There has been no announcement, no peer review or publication of the findings -- all typically important steps in the process of releasing reliable and verifiable scientific research.
Instead, a message on Twitter from an Arizona State University cosmologist, Lawrence Krauss, has sparked a firestorm of speculation and excitement.
Krauss does not work with the Advanced Laser Interferometer Gravitational Wave Observatory, or LIGO, which is searching for ripples in the fabric of space and time.
But he tweeted on Monday about the apparent shoring up of rumor he'd heard some months ago, that LIGO scientists were writing up a paper on gravitational waves they had discovered using US-based detectors.
"My earlier rumor about LIGO has been confirmed by independent sources. Stay tuned!

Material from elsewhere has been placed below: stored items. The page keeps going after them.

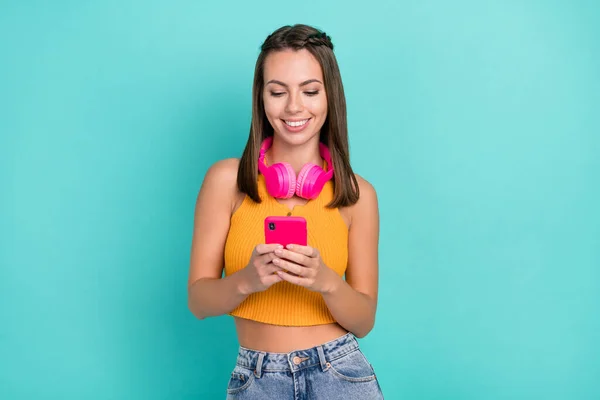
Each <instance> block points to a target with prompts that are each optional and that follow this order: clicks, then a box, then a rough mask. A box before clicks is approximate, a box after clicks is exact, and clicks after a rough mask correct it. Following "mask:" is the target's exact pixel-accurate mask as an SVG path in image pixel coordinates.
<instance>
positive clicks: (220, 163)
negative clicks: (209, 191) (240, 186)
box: [204, 158, 240, 186]
mask: <svg viewBox="0 0 600 400" xmlns="http://www.w3.org/2000/svg"><path fill="white" fill-rule="evenodd" d="M239 165H240V159H239V158H225V159H223V160H219V161H217V162H215V163H214V164H213V165H211V166H210V167H209V168H208V171H206V175H205V177H204V182H205V183H213V182H214V183H219V182H220V183H221V184H225V185H227V186H229V185H231V183H232V182H233V184H234V185H235V184H236V182H237V171H238V167H239Z"/></svg>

Gravitational waves may have been discovered!! Exciting," Krauss tweeted.
His message has since between retweeted 1,800 times.

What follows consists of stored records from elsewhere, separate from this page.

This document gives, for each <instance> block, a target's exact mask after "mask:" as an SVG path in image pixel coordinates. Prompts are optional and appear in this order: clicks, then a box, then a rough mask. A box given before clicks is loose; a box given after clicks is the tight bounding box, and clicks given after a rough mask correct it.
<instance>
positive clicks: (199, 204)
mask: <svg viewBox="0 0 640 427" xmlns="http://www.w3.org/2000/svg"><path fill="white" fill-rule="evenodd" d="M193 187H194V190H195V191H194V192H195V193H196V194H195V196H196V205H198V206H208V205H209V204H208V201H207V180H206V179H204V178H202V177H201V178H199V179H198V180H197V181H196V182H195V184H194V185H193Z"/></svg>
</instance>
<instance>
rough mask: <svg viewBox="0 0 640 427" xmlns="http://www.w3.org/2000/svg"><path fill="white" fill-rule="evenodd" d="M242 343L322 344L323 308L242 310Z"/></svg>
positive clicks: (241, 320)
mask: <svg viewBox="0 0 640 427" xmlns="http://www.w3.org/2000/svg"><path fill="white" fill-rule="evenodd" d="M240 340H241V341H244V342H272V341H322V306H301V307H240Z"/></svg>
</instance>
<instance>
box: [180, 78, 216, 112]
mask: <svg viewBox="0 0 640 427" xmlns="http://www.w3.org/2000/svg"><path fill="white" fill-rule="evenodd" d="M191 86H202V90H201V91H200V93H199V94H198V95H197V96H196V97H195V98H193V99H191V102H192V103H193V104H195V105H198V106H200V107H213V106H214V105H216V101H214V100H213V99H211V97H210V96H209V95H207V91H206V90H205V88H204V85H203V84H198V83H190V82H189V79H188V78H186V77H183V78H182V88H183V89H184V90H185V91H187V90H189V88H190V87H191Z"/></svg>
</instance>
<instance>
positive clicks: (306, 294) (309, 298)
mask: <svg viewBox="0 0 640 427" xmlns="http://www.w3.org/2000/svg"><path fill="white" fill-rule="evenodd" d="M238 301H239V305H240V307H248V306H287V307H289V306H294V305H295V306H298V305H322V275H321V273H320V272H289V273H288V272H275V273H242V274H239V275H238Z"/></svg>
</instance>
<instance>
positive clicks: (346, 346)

If gravitational waves have been spotted, it would confirm a final missing piece in what Albert Einstein predicted a century ago in his theory of general relativity.
The discovery would open a new window on the universe by showing scientists for the first time that gravitational waves exist, in places such as the edge of black holes at the beginning of time, filling in a major gap in our understanding of how the universe was born.
A team of scientists on a project called BICEP2 (Background Imaging of Cosmic Extragalactic Polarization) announced in 2014 that they had discovered these very ripples in space time, but soon admitted that their findings may have been just galactic dust.
A spokeswoman for the LIGO collaboration, Gabriela Gonzalez, was quoted in The Guardian as saying there is no announcement for now.
"The LIGO instruments are still taking data today, and it takes us time to analyze, interpret and review results, so we don't have any results to share yet," said Gonzalez, professor of physics and astronomy at Louisiana State University.
"We take pride in reviewing our results carefully before submitting them for publication -- and for important results, we plan to ask for our papers to be peer-reviewed before we announce the results -- that takes time too!"
Other observers pointed out that any supposed detection may be a simple practice run for the science teams, not a real discovery.
"Caveat earlier mentioned: they have engineering runs with blind signals inserted that mimic discoveries. Am told this isn't one," Krauss tweeted.
But science enthusiasts may have to wait awhile longer to get all the details.
The LIGO team's first run of data ends Tuesday, January 12. And you know how scientists are, they analyze and check and re-analyze and re-check ad infinitum.